The Eubanks Law Firm, PLLC, New York, NY (Renee Eubanks of counsel), for appellant.
Isaacson, Schiowitz, & Korson, LLP, Rockville Centre, NY (Martin Schiowitz of counsel), for respondent.
DECISION & ORDER
In an action to recover damages for personal injuries, the defendant appeals from an order of the Supreme Court, Kings County (Debra Silber, J.), dated January 6, 2023. The order denied the defendant's motion, in effect, pursuant to CPLR 3211(a)(7) to dismiss the complaint.
ORDERED that the order is affirmed, with costs.
The plaintiff commenced this action against the defendant to recover damages for personal injuries he alleged that he sustained in November 2018, when he fell down the front steps of a building owned by the defendant. The defendant moved, in effect, pursuant to CPLR 3211(a)(7) to dismiss the complaint. The plaintiff opposed. In an order dated January 6, 2023, the Supreme Court denied the defendant's motion. The defendant appeals. We affirm.
Generally, on a motion to dismiss a complaint pursuant to CPLR 3211(a)(7), "the court must afford the pleading a liberal construction, accept all facts as alleged in the pleading to be true, accord the plaintiff the benefit of every possible inference, and determine only whether the facts as alleged fit within any cognizable legal theory" (Xia-Ping Wang v Diamond Hill Realty, LLC, 116 AD3d 767, 768 [internal quotation marks omitted]; see Yu Chen v Kupoint (USA) Corp., 160 AD3d 787, 788). In assessing a motion under CPLR 3211(a)(7), a court may consider supplemental pleadings, affidavits, or other evidence submitted by the plaintiff to remedy any defects in the complaint (see Yu Chen v Kupoint (USA) Corp., 160 AD3d at 788).
When evidentiary material is submitted in support of a motion pursuant to CPLR 3211(a)(7), and the motion is not converted into one for summary judgment, the criterion is whether the proponent of the pleading has a cause of action, not whether he or she has stated one (see Xia-Ping Wang v Diamond Hill Realty, LLC, 116 AD3d at 768; Nunez v Mohamed, 104 AD3d 921, 922). However, the motion must be denied "unless it has been shown that a material fact as claimed by the [pleader] to be one is not a fact at all and unless it can be said that no significant dispute exists regarding it" (Xia-Ping Wang v Diamond Hill Realty, LLC, 116 AD3d at 768 [internal quotation marks omitted]).
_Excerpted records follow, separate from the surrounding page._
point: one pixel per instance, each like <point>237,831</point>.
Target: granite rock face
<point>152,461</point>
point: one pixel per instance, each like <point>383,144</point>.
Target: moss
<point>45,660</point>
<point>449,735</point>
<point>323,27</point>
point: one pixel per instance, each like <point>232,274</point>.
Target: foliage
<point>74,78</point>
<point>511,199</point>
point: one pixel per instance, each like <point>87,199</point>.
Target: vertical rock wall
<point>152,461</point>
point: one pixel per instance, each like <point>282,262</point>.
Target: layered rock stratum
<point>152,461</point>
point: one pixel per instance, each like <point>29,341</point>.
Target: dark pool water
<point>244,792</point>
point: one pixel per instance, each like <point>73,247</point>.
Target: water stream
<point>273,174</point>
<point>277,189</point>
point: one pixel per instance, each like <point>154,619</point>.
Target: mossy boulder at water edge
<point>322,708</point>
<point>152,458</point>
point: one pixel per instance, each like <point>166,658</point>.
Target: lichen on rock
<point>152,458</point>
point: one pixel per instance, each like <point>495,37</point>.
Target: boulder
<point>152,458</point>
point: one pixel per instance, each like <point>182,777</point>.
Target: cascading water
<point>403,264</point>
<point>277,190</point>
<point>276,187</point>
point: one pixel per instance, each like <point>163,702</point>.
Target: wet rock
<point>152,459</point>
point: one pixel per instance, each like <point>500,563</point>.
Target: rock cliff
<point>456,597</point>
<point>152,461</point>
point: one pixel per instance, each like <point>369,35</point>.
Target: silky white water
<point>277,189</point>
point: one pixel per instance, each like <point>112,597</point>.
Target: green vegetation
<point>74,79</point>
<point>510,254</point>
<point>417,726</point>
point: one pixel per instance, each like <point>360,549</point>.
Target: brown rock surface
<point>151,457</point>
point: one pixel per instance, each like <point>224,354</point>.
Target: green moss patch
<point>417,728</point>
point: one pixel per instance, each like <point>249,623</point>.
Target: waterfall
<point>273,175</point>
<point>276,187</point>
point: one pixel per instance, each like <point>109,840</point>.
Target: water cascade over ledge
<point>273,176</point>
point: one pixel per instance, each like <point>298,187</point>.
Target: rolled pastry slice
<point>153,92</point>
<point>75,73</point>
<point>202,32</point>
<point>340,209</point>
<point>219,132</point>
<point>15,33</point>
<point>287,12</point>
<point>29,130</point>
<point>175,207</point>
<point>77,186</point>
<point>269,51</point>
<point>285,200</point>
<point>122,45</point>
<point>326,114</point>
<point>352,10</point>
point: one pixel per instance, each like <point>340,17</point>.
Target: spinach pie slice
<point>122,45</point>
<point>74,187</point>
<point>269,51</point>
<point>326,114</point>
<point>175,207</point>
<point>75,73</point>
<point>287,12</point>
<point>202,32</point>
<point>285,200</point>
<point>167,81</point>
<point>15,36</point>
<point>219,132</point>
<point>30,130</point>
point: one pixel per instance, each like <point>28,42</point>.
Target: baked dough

Here, the plaintiff asserted a cognizable cause of action to recover damages for common-law negligence (see Torres v City of New York, 153 AD3d 647, 649; Phillips v Taco Bell Corp., 152 AD3d 806, 808). The plaintiff alleged, inter alia, the existence of a defect, that the defendant had actual or constructive notice of that defect, that it existed for a sufficient amount of time for the defendant to remedy it, and that the defect was the proximate cause of his fall (see Dougherty v 359 Lewis Ave. Assoc., LLC, 191 AD3d 763, 764).
Contrary to the defendant's contentions, the records she submitted were insufficient to establish that "a material fact as claimed by the pleader to be one is not a fact at all" and that "no significant dispute exists regarding it" (Guggenheimer v Ginzburg, 43 NY2d 268, 275; see Phillips v Taco Bell Corp., 152 AD3d at 808). Although the records submitted revealed that a violation had not been issued with respect to the front steps, the "absence of a violation of a specific code or ordinance is not dispositive of a plaintiff's allegations based on common-law negligence principles" (Dougherty v 359 Lewis Ave. Assoc., LLC, 191 AD3d at 764 [internal quotation marks omitted]; see Cabanas v Qiu Yu Zou, 215 AD3d 726, 728-729).
The parties' remaining contentions are without merit.
Accordingly, the Supreme Court properly denied the defendant's motion, in effect, pursuant to CPLR 3211(a)(7) to dismiss the complaint.
DUFFY, J.P., WOOTEN, WARHIT and TAYLOR, JJ., concur.